N’aviez-vous pas peur que la télévision vous oublie?

J’ai quitté «Thalassa» et je suis partie m’installer en Auvergne sans aucune stratégie concernant la suite. C’était un saut dans le vide et je pensais changer de métier. Finalement, j’ai commencé par faire des chroniques sur la radio Europe1 tous les matins, tout en étant à distance. Ce genre de choses est aujourd’hui possible! Ensuite, l’an passé, Ushuaïa TV m’a proposé de traiter des thématiques qui me sont chères. Moi qui pensais que les médias étaient derrière moi, je me suis retrouvée à tourner un magazine mensuel, «En terre ferme». La seule condition, c’était de le faire en Auvergne (l’émission est tournée dans une ferme auvergnate, à Saint-Georges de Mons, NDLR).

Quel est le principe de la nouvelle émission de TF1, «Génération Ushuaïa», que vous présentez le samedi matin?
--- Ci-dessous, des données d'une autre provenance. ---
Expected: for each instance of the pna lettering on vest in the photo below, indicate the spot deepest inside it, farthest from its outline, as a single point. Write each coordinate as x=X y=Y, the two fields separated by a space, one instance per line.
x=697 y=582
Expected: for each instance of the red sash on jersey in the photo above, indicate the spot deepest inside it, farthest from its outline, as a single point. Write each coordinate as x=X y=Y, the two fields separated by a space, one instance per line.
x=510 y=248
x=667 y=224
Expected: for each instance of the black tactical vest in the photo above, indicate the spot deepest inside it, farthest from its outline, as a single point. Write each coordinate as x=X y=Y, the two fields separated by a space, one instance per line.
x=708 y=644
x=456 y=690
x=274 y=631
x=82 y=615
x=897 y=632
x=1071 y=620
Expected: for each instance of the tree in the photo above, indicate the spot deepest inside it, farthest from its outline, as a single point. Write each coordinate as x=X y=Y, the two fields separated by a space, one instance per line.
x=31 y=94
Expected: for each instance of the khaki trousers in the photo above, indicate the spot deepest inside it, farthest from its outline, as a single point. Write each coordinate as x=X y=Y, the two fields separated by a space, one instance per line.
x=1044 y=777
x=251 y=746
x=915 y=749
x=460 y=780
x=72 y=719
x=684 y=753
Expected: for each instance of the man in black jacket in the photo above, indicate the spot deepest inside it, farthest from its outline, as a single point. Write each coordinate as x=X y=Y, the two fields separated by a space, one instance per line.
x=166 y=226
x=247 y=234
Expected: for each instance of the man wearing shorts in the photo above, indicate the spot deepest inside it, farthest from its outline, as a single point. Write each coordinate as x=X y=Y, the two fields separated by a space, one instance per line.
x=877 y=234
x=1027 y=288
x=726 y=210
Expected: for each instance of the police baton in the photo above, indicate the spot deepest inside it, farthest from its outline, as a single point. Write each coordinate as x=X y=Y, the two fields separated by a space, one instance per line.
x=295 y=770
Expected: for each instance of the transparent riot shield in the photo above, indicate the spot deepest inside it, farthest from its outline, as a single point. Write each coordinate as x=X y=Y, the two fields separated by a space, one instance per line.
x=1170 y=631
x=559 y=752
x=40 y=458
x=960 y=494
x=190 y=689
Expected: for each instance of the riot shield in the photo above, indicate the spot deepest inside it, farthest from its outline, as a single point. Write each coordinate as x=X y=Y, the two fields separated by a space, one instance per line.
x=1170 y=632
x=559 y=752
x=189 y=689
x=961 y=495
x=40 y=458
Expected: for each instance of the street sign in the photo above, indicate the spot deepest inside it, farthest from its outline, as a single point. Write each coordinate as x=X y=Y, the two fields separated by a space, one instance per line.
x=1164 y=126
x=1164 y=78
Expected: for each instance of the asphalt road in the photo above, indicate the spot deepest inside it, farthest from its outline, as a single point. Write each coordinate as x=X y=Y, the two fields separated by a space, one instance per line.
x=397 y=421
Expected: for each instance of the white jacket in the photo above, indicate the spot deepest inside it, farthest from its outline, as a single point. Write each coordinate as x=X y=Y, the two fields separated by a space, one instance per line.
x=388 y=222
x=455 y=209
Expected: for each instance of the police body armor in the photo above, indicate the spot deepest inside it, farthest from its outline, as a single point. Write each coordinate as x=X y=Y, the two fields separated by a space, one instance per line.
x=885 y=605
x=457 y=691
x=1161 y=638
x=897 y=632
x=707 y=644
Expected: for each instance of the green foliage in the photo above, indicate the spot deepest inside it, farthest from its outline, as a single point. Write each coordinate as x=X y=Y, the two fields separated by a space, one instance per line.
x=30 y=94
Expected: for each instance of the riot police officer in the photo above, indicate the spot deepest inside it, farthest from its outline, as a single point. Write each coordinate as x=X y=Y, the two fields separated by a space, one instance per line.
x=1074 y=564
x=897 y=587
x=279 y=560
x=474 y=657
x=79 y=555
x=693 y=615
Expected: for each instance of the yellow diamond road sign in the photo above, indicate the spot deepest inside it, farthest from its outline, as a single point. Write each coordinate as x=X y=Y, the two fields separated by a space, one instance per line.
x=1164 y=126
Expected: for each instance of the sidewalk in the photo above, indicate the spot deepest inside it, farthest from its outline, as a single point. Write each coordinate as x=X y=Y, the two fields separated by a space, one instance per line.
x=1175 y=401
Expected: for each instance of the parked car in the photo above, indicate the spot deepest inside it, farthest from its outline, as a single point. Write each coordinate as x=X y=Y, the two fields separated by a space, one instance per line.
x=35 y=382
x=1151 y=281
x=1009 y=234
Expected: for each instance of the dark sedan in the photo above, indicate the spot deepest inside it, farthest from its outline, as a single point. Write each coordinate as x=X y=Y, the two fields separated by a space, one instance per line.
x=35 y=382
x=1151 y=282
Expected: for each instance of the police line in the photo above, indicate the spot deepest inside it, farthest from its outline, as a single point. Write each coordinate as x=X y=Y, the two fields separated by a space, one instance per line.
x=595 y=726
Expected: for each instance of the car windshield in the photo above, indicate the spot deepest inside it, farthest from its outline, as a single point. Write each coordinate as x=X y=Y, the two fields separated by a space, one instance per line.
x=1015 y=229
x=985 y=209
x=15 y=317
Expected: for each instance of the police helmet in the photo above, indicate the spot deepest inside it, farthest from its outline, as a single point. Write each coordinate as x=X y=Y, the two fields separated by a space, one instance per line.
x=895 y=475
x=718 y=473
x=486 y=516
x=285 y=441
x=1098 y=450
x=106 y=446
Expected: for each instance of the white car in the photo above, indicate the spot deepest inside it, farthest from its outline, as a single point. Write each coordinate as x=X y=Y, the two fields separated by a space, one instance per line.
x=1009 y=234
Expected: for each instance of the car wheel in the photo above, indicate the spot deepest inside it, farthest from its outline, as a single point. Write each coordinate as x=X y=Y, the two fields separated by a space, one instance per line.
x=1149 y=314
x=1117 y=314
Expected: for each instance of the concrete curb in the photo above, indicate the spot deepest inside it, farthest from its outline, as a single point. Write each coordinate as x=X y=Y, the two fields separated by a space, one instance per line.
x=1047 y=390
«Génération Ushuaïa» rediffuse des documentaires et magazines produits par la chaîne Ushuaïa TV. C’est un condensé de ce qui se fait de mieux sur cette chaîne des amoureux de la nature. «En terre ferme» y est repris, un samedi par mois, en alternance avec d’autres… Je suis contente que TF1 monte en puissance sur ces questions déterminantes pour l’avenir de l’humanité. Le temps de la sensibilisation est passé, maintenant il faut passer à l’action!

Comment faire pour rassembler les citoyens autour de ces questions?
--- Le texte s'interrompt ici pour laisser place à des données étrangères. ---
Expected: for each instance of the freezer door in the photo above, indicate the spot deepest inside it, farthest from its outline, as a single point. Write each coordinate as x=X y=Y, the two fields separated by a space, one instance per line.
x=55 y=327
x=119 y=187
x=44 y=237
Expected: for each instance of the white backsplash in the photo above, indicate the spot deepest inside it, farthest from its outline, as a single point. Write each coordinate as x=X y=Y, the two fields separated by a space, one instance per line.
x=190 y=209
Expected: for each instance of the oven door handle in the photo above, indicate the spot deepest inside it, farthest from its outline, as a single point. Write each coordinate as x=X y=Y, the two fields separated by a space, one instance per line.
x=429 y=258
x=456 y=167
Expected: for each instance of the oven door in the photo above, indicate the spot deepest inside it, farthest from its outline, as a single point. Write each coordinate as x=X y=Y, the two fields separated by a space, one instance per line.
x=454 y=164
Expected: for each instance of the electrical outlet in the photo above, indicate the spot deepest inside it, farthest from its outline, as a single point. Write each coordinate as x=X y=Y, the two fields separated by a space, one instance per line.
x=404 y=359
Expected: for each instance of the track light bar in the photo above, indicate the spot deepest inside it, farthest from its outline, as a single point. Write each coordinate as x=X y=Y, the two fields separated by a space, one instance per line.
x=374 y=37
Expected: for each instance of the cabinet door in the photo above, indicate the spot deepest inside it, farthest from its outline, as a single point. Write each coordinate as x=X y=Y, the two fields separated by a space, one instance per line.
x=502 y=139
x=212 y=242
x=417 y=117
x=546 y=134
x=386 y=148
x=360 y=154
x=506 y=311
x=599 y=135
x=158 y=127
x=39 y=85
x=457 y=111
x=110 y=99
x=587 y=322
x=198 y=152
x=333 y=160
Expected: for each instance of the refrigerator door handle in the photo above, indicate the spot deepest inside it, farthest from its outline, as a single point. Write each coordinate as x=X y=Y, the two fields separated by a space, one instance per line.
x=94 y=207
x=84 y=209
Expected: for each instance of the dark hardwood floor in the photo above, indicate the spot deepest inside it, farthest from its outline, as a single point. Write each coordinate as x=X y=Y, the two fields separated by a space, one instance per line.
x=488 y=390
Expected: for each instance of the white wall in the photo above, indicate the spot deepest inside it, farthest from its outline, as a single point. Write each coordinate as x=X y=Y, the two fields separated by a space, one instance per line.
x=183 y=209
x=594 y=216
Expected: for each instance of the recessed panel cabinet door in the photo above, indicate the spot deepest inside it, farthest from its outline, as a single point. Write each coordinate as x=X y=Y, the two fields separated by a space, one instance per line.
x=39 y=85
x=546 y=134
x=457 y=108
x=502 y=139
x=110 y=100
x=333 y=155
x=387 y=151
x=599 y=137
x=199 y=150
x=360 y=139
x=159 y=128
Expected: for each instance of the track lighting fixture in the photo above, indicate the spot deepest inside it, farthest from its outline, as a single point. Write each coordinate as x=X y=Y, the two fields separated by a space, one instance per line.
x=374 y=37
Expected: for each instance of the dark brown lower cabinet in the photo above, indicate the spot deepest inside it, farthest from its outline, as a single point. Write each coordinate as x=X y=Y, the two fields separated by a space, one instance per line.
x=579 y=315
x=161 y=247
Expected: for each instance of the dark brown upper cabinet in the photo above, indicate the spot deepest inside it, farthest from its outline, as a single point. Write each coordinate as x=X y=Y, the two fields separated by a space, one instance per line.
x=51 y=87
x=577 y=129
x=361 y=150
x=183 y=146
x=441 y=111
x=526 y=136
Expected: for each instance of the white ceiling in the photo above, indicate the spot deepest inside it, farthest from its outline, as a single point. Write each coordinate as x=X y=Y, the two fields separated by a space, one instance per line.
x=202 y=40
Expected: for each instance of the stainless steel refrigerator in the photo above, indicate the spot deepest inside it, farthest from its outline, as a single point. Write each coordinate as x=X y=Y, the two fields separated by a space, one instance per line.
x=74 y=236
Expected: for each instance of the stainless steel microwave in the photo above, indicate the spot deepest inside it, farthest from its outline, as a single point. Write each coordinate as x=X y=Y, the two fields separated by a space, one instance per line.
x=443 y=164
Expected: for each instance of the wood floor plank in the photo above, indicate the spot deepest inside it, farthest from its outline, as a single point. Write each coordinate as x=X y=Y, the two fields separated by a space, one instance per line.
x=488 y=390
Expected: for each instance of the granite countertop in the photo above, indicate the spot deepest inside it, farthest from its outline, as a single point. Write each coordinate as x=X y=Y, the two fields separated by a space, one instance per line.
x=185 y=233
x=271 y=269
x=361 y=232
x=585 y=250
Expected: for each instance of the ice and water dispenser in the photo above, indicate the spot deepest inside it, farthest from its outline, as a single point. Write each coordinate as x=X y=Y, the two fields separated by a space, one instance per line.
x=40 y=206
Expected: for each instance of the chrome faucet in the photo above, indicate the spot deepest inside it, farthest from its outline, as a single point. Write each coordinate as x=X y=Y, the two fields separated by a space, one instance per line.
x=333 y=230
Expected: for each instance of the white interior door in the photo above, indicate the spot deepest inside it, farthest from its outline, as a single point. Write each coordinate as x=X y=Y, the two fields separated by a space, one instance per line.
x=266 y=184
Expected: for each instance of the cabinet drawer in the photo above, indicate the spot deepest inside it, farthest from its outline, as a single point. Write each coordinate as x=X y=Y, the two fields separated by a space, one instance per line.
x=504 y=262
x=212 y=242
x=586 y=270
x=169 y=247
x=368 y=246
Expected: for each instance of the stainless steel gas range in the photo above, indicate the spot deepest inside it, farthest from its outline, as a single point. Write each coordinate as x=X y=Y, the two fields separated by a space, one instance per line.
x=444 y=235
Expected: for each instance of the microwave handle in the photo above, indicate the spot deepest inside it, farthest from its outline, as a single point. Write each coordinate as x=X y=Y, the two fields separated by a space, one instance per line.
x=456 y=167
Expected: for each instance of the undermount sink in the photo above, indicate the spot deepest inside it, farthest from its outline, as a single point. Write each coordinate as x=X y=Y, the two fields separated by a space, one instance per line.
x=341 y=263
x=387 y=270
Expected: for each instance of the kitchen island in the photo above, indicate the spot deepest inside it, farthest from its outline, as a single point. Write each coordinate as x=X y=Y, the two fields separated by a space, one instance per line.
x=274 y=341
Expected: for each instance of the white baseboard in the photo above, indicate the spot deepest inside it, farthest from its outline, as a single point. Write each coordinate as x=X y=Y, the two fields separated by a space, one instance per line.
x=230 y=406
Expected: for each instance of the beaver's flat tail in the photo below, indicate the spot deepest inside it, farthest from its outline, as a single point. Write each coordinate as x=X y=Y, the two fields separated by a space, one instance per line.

Je suis pour une écologie de la réconciliation. L’écologie ne doit pas être clivante: il faut éviter les camps qui s’affrontent et refuser les amalgames. Par exemple, sur la question de l’élevage, j’ai invité le chef Thierry Marx à visiter une exploitation paysanne. Il est végétarien et il reconnaît pourtant que le vrai problème n’est pas l’élevage en soi, mais le côté intensif de l’élevage. Même les végétariens ont besoin de l’élevage s’ils veulent manger sainement, sans pesticides. L’élevage en prairie est vertueux pour la planète; les agriculteurs et les éleveurs sont des alliés.

«Malgré tout, cela ne nous a pas empêchés de devenir parents.»
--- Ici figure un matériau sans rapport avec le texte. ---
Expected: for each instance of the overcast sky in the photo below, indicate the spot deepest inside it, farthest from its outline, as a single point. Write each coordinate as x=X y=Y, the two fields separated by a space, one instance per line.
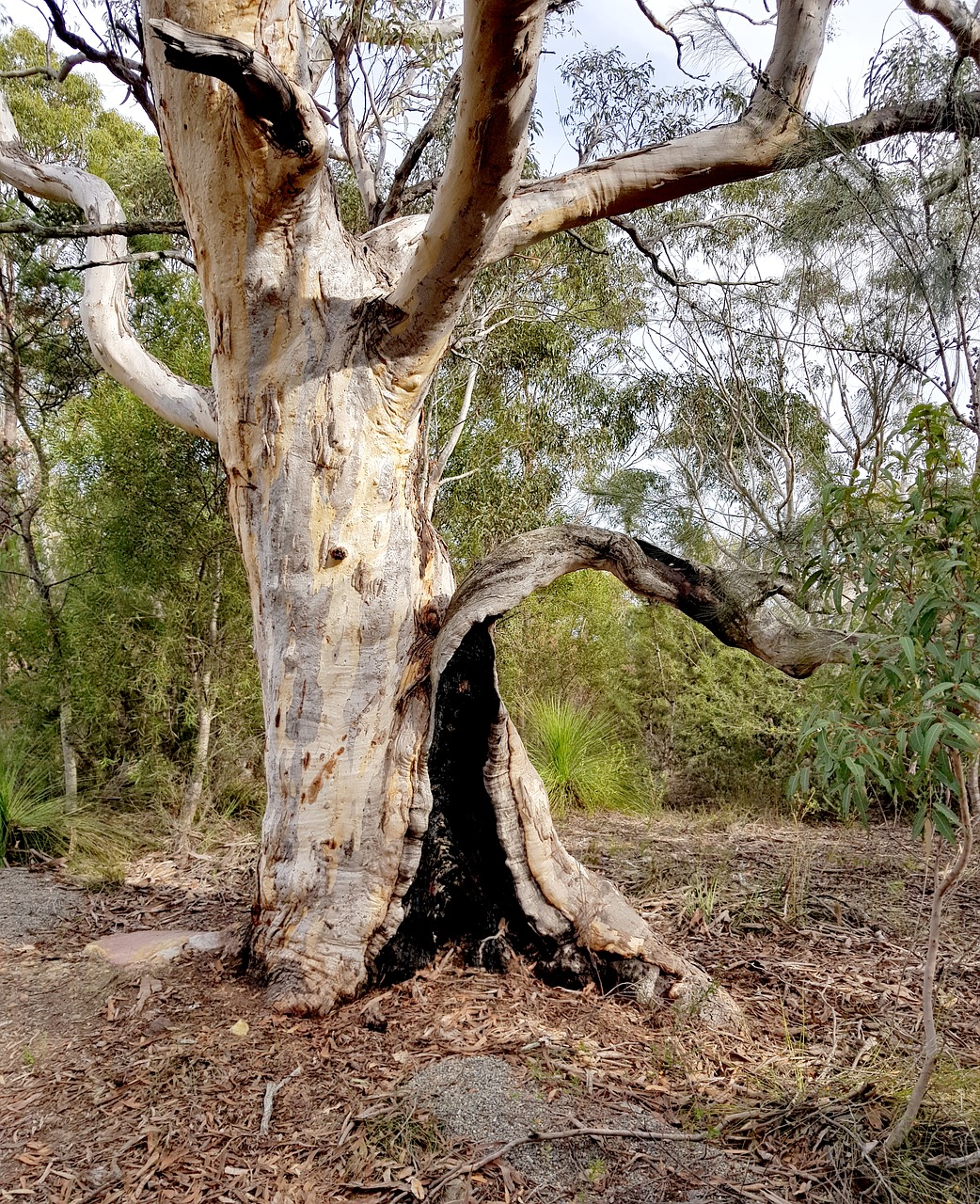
x=858 y=30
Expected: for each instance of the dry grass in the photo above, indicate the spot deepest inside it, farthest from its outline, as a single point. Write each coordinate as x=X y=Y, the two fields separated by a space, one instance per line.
x=119 y=1088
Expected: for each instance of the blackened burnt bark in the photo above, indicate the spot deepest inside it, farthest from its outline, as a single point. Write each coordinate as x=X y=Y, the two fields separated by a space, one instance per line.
x=463 y=891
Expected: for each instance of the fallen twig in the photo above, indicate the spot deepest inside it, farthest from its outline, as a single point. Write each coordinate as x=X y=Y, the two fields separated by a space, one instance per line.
x=558 y=1135
x=966 y=1160
x=270 y=1096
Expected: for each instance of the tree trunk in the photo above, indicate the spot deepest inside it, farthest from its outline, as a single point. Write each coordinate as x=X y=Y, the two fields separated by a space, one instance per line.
x=200 y=673
x=403 y=811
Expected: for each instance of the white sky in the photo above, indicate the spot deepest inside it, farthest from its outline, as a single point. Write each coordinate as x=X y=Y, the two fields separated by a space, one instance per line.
x=858 y=29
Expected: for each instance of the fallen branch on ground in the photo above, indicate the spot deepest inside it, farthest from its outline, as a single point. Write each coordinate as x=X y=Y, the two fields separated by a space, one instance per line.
x=271 y=1091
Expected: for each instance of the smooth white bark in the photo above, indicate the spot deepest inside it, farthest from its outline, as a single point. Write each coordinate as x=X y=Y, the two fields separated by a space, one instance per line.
x=103 y=299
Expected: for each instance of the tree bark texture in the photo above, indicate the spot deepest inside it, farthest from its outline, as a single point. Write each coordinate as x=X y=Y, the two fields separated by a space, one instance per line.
x=403 y=809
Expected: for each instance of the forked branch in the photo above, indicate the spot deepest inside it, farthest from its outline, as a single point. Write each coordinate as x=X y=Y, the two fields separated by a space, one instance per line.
x=501 y=46
x=103 y=309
L’avenir de la planète vous inquiète-t-il au plus haut point, ou un espoir est-il permis?

Je rejoins Nicolas Hulot qui dit qu’«il est trop tard pour être pessimiste». Les générations à venir ne doivent pas se retrouver face à une impasse. On est sur une ligne de crête. C’est notre façon d’habiter la planète qu’il faut changer, en arrêtant notamment de surconsommer. Malgré tout, cela ne nous a pas empêchés de devenir parents d’un petit Darwin en 2020: avec mon mari, on s’est dit qu’il est important qu’un maximum de personnes engagées pour la planète aient des enfants!